Articles

Articles

Is Desire Wrong?

Desire by itself is not wrong. God created us with an innate desire for beauty, discovery, and the desire to grow. The fact that a person has desire is not wrong. No one grows without it.

Eve looked at the fruit. She saw it was pleasant to the eyes. She realized it could satisfy her hunger. She even thought it would make her wise. Were any of those things wrong?  God had given her and Adam all that was in the Garden that was pleasant to the eyes. He had provided for the satisfaction of their hunger by giving them every other thing to eat. As they walked with Him, they would be wise. So, the very things she saw in the fruit were things she already had. Desiring those things was not what was wrong. It was that she went after what she had no right to have. She satisfied those desires outside the means God had given her and Adam. She left what God provided and pursued her own desires. She thought she had a better way.  Her problems were not her desires, but how she went about fulfilling that desire.

How do we control those desires?

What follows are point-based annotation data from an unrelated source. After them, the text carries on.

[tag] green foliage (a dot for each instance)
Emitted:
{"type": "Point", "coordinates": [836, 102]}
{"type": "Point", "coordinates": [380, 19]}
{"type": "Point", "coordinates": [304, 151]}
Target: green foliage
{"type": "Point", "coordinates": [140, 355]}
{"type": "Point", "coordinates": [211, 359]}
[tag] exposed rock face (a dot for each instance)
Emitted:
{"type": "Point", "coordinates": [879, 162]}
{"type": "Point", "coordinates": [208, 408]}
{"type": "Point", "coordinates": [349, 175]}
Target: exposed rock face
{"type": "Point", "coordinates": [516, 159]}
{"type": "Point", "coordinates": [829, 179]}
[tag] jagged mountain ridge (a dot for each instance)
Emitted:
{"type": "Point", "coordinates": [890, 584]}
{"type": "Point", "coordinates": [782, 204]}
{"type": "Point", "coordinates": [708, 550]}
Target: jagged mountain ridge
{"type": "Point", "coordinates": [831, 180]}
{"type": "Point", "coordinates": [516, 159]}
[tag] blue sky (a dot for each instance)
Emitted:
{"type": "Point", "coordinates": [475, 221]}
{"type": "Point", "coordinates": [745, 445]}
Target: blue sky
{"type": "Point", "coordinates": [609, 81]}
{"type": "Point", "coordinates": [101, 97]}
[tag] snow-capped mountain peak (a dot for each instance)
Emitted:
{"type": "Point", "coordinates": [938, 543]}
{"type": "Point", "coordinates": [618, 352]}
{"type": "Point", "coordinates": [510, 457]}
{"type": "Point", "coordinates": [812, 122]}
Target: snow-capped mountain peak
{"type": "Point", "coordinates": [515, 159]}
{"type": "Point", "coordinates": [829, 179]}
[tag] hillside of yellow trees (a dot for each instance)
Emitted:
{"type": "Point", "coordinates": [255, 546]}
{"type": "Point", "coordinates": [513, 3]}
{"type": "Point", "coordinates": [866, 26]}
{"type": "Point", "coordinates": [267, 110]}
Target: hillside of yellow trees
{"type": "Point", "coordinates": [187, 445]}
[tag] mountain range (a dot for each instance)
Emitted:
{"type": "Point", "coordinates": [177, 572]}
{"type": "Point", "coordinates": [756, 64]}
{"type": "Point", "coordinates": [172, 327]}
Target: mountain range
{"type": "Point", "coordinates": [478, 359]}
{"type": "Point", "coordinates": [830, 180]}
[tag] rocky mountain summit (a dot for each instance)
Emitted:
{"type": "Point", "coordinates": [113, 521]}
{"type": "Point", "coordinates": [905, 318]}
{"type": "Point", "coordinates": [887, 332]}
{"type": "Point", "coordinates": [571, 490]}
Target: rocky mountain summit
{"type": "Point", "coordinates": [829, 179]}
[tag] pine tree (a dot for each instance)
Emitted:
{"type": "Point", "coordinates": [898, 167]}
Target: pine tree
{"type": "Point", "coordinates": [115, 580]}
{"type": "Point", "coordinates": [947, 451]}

If we are ever going to deal with them successfully, we first must recognize them. If we are blind to the desires that draw us away from God, then we will not be helped. Recognizing that, we must have a greater desire to remove it from our lives.

Next, we must see Satan for who he is. He is a liar and murderer. He has been that way since the beginning. He desires nothing for our good. All we are to him is a disposable commodity. He uses us, wads us up and throws us away once he is done with us.

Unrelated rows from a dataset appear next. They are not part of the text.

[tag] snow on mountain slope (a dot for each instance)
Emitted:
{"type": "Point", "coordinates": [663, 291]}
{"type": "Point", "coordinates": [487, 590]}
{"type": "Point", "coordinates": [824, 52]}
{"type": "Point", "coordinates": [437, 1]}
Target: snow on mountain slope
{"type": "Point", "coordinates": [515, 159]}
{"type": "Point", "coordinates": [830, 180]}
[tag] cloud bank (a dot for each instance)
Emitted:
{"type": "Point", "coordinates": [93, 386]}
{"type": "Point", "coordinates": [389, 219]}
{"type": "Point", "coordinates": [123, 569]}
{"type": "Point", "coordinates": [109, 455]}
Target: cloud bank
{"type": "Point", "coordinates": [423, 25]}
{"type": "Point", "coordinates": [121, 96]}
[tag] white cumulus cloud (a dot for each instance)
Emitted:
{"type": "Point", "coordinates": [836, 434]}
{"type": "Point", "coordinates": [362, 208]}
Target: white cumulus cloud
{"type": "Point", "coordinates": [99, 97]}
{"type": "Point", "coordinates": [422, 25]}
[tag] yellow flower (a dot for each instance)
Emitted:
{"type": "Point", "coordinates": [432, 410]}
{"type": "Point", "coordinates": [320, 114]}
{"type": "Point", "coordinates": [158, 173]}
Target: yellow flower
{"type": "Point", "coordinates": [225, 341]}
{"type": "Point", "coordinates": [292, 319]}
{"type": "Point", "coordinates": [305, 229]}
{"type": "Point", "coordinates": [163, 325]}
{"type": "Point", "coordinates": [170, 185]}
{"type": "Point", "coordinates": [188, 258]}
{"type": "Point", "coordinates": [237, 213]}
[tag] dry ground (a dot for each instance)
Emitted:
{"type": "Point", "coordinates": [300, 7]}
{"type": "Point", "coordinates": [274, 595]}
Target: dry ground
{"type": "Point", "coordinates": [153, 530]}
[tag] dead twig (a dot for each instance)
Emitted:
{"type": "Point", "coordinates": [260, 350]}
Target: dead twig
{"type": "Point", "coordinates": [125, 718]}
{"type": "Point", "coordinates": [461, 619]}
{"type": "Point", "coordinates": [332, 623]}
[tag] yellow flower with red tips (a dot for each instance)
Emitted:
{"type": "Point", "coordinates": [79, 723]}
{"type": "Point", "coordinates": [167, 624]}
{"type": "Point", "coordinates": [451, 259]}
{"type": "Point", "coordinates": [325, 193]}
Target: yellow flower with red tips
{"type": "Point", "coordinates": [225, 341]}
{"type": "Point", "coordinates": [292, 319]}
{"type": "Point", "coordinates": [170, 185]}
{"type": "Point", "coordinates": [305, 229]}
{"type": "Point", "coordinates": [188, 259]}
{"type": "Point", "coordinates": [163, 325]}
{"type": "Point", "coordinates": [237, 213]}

We must also have a greater desire to please the Father than to please the adversary. Jesus did all things “always” that pleased the Father. We must have greater love for the Father and His will than the world. If the love of the world dominates my desire, the love of the Father is not in me (1 John 2:15-17). Whatever separates me from my Father must be removed. Even at great personal cost (Matt. 5:29).

Finally, whether we seek God or not is a matter of choice. As creatures made in the image of our Creator, we have a natural desire for God. But we may fail to acknowledge our need for Him, and even if we acknowledge our need, we may fail to do anything about it. Seeking God is not an automatic process; it requires both deliberation and decisiveness on our part.

We must see that our deepest need is for God, and then we must seek the fulfillment of that need in God alone. The first of these is perhaps the hardest to do. On the surface, we seem to desire so many more visible and more immediate things, that it’s hard to understand how deeply we need God. But deeper than all our other wants is this ultimate desire: our longing for God. We long for Him because we were created for Him, and when we honestly and humbly recognize the importance of this need, then we are ready to seek God. We must devote ourselves wholeheartedly to finding Him. Our most fervent hope is to come into His presence and enjoy His fellowship.